En la siguiente fábula, el autor ha procurado seguir el consejo de san Ignacio de Loyola, en la contemplación, de ocupar el papel de alguno de los personajes, para revivir con todos los sentidos la experiencia viva de cada pasaje. Por ello se escribe en primera persona y, a medida que se avanza, se irá identificando con facilidad al personaje central. A la vez, son Fábulas (es decir, aplicación de la imaginación ignaciana) que están incompletas, que el lector puede hacer crecer, aplicar y matizar con su propia vida.

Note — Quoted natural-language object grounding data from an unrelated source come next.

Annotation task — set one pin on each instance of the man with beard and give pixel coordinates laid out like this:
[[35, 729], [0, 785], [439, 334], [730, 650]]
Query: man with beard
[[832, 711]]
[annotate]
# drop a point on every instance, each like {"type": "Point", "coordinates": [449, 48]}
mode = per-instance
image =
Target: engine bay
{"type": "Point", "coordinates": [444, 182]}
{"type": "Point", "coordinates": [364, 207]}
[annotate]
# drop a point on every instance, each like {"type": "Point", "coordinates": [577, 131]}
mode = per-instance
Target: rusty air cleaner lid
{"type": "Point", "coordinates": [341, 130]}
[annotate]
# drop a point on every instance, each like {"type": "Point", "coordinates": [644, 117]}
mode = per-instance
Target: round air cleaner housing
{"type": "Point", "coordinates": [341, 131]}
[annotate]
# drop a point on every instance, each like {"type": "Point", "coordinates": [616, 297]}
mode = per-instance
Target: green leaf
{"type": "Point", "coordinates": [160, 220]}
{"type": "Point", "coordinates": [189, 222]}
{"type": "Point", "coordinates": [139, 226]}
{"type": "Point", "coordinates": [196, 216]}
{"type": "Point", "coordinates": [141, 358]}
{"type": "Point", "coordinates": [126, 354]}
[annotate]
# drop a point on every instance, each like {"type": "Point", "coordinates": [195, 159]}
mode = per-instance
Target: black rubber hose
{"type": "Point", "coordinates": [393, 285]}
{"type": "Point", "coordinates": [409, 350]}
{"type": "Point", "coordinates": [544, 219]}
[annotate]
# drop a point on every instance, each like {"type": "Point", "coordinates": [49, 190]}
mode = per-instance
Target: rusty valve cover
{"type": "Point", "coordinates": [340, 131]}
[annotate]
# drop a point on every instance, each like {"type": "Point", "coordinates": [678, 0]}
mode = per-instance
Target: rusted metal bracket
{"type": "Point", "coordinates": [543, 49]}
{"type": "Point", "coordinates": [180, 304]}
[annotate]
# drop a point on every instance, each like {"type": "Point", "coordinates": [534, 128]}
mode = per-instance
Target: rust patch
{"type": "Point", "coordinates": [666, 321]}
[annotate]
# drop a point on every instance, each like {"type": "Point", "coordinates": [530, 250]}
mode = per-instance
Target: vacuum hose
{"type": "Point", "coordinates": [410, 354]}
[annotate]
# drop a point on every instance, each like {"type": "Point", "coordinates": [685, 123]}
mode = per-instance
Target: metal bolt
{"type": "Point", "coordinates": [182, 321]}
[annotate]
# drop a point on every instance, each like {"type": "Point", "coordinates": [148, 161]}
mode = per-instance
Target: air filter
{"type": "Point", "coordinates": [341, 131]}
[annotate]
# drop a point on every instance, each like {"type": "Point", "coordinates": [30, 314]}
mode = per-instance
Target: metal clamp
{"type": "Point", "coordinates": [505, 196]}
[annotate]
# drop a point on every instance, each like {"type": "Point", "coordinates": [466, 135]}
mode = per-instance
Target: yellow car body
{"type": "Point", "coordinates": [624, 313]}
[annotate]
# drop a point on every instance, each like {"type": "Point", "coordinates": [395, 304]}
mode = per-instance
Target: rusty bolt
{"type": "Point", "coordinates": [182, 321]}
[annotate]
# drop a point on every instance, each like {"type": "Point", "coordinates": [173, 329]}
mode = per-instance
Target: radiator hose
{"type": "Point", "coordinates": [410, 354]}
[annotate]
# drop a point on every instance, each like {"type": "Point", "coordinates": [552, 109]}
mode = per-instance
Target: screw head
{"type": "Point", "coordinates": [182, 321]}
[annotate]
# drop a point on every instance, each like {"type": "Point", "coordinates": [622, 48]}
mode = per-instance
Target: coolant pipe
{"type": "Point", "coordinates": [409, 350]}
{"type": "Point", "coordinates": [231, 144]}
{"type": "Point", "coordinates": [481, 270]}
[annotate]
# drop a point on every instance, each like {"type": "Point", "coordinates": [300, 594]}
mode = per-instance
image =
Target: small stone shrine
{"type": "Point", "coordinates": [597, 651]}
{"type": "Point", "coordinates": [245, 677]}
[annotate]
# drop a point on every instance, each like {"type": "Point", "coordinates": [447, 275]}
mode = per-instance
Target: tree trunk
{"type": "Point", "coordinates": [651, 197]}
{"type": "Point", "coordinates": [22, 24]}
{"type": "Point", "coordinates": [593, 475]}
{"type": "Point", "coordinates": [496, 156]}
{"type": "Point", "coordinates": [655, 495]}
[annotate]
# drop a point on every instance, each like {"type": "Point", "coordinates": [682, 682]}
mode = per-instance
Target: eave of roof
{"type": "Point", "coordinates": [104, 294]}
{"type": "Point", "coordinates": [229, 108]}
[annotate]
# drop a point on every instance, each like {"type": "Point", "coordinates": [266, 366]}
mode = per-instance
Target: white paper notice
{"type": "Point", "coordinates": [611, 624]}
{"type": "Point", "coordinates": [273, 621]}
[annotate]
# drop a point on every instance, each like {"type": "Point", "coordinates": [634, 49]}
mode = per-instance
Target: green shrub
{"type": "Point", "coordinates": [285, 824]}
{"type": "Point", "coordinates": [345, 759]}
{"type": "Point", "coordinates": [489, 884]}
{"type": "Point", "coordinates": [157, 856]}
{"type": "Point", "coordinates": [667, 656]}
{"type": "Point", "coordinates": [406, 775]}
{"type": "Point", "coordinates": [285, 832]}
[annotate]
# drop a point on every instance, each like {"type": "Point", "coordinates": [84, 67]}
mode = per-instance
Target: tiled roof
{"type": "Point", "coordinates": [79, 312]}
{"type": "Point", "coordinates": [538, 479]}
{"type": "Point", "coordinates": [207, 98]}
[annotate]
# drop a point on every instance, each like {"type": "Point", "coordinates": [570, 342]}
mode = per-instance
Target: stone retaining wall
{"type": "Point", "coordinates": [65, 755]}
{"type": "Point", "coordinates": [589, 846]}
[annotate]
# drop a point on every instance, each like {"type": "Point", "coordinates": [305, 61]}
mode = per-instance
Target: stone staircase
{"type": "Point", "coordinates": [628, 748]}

Es así como se puede resaltar que quien contempla está en silencio, envuelto y activo compenetrado por la Presencia.

A mí lo que más me impresionaron fueron sus ojos. Me asomé a ellos y sentí mareo, como si algo estuviera girando en mi propia historia. Al mirarme, sus ojos comenzaron a brillar como si adentro hubieran encendido una luz. Recuerdo que su rostro estaba ardiendo. Puso su mano sobre la mía y fue como si me acercaran una hoguera, como si fuera a bautizarme con fuego. «Tú te llamarás Cleofás», dijo, como quien prepara una herencia.

La verdad, sus palabras me desconcertaron. No me extrañaba que supiera mi nombre porque, el día anterior, Andrés y Juan habían estado con Él. Algo le habrían dicho de mí. ¡Pero atreverse a cambiarme el nombre… así… sin más explicación! ¡Eso era demasiado! Sin embargo, en el fondo, me gustaba aquella actitud. Y me halagaba. «¡Hemos encontrado al Mesías!», había dicho mi hermano, y ser la roca del Mesías no era para tomarse a la ligera, ¿no creen?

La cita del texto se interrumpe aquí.